Bengkulu, BM – Persiapan yang kurang dalam pelaksanaan Porwil X Sumatera, menjadi catatan tersendiri bagi kontingen Provinsi Lampung.

Ketua Umum KONI Lampung, M Yusuf Barusman meminta, atlet berbagai cabang dari Lampung, tetap semangat menyelesaikan tugas mereka sebagai atlet.

“Dengan kendala yang ada, kami KONI Lampung terus mengupayakan langkah strategis mengatasi masalah yang kita hadapi di sini (Bengkulu, red),” imbuh Yusuf.

Kendala itu, terutama terkait konsumsi atlet. “Atlet butuh asupan 1.000 kalori. Tapi yang tersedia dari panitia, hanya 300 kalori,” kata Yusuf saat ramah tamah tali asih bersama awak media Lampung dan para atlet Lampung, di Rumah Makan Kampung Pesisir Pantai Panjang, Minggu (3/11/2019) malam.

Kendala konsumsi ini, akhirnya diatasi dengan menyuplai langsung makanan, yang disiapkan oleh KONI Lampung.

“Tim ahli gizi dari KONI Lampung, langsung mengatasi masalah tersebut dengan menyediakan konsumsi sendiri, untuk atlet Lampung,” jelas Yusuf kepada awak media dari Lampung, yang banyak mendapat laporan ketidaksiapan panitia Porwil X terkait konsumsi atlet mereka.

Selain kendala konsumsi, kendala lain juga dihadapi para atlet Lampung, di penginapan.

“Ada penginapan yang tidak ada airnya. Ini juga bisa merusak konsentrasi dan kenyamanan atlet,” sambung Yusuf.

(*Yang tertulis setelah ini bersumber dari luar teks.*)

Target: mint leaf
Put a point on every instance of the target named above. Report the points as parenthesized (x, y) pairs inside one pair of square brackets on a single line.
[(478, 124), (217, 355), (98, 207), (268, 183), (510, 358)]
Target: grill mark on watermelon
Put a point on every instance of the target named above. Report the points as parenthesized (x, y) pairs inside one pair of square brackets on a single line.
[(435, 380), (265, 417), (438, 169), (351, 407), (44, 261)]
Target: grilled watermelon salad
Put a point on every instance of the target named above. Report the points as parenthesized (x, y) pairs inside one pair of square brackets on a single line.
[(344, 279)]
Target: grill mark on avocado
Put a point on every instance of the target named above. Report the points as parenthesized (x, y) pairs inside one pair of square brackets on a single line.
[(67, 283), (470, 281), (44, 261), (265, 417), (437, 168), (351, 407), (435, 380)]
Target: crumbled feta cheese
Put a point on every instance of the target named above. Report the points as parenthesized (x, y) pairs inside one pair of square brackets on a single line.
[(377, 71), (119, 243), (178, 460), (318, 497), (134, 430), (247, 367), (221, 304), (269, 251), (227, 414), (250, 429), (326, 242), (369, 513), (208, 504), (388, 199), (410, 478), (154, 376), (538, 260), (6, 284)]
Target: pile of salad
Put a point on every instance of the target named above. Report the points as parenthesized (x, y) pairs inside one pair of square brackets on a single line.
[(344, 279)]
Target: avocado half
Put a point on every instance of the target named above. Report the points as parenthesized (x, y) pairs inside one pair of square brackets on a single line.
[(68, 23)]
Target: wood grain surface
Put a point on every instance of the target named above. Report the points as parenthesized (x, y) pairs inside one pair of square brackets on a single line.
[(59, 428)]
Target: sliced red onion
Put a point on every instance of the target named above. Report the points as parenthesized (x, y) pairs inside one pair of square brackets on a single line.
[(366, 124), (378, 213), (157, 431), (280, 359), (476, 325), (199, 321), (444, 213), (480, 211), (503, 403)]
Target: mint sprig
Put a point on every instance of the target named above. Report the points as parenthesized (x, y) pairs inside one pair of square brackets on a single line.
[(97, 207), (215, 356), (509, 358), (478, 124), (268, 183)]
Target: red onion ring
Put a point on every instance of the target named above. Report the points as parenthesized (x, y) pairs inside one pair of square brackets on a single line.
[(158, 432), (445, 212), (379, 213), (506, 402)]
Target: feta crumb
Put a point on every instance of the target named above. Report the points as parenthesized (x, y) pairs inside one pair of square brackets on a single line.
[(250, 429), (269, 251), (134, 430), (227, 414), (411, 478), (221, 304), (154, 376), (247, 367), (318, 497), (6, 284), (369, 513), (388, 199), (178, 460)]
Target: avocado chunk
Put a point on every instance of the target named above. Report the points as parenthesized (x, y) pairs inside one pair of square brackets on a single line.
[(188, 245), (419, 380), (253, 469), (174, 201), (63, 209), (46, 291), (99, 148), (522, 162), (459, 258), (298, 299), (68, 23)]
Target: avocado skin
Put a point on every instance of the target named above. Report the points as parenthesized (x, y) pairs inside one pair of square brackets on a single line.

Namun, kondisi itu diharapkan Yusuf, dapat dipahami para atlet. “Ini menjadi pembelajaran bagi kita, untuk siap menghadapi kendala apapun. Jadi atlet Lampung, kami harapkan tetap semangat,” ajak Yusuf.

“Mungkin tuan rumah (Bengkulu, red) punya misi sendiri. Sehingga kami mengambil langkah strategis sendiri, dengan kondisi dalam tanda kutip, di luar dugaan kami,” kata Yusuf.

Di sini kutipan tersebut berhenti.